Benay Lappe (Hebrew: בִּנֵיי לַפֶּה/בנאי לאפה) is a rabbi and a teacher of Talmud in the United States. In 2016, Lappe was awarded the Covenant Award for innovation in Jewish education by the Covenant Foundation.

==Biography==
Lappe was born on April 13, 1960, and grew up in Evanston, Illinois. She earned a BA in Italian literature and a MA in education from the University of Illinois, an MA in Hebrew letters from the University of Judaism, and an MA in rabbinic literature, as well as a semicha (rabbinic ordination) from the Jewish Theological Seminary of America.
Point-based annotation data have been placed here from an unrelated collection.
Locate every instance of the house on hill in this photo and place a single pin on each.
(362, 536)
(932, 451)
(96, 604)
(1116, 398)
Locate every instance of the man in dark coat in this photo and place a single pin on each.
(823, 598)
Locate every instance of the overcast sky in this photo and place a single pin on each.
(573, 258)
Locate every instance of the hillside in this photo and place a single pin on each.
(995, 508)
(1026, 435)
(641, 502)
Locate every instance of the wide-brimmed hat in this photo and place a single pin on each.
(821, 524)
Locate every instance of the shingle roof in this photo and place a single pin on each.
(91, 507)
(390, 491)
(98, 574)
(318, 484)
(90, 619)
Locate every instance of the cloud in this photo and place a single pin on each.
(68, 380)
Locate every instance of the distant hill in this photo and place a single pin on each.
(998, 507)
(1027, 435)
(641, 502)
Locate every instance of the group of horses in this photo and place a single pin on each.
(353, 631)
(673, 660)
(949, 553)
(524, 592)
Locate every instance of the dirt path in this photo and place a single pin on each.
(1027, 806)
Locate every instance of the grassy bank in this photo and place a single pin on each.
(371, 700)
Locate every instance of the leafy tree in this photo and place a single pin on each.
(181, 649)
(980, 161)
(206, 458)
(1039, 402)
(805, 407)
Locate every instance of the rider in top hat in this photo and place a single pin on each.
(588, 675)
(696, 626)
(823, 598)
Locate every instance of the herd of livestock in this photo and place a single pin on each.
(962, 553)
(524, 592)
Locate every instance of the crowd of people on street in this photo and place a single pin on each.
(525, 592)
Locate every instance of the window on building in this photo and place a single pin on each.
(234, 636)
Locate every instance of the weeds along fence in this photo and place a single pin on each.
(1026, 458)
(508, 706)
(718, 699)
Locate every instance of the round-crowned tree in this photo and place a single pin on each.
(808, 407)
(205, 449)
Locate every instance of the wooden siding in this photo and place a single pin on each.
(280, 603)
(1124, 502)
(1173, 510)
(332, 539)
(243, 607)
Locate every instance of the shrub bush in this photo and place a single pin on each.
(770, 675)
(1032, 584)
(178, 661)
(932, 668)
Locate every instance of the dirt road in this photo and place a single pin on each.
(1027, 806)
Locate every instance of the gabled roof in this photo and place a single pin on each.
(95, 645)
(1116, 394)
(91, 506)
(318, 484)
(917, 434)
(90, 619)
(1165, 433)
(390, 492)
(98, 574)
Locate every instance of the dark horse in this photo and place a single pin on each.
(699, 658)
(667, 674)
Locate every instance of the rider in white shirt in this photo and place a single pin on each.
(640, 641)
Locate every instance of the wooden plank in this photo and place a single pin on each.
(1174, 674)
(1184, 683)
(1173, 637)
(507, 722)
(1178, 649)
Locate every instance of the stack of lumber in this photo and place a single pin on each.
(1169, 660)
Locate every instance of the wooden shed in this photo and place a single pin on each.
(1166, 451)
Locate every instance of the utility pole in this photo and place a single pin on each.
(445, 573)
Lappe is a professor at the University of Illinois, Temple University, American Jewish University, the Reconstructionist Rabbinical College, and the Graduate Theological Union's Richard S. Dinner Center for Jewish Studies affiliated with the University of California, Berkeley. She is professor of Talmud at the Hebrew Seminary in Skokie, Illinois, and serves as the President and Rosh Yeshiva of SVARA (Hebrew:סְבָרָא), a yeshiva she founded in Chicago in 2003. SVARA emphasizes radical empathy and innovation within Talmudic study and aims to empower learners to actively engage with and contribute to Jewish tradition.

Lappe was recognized on The Forward 50 2020 "list of American Jews who did remarkable things in this remarkable year".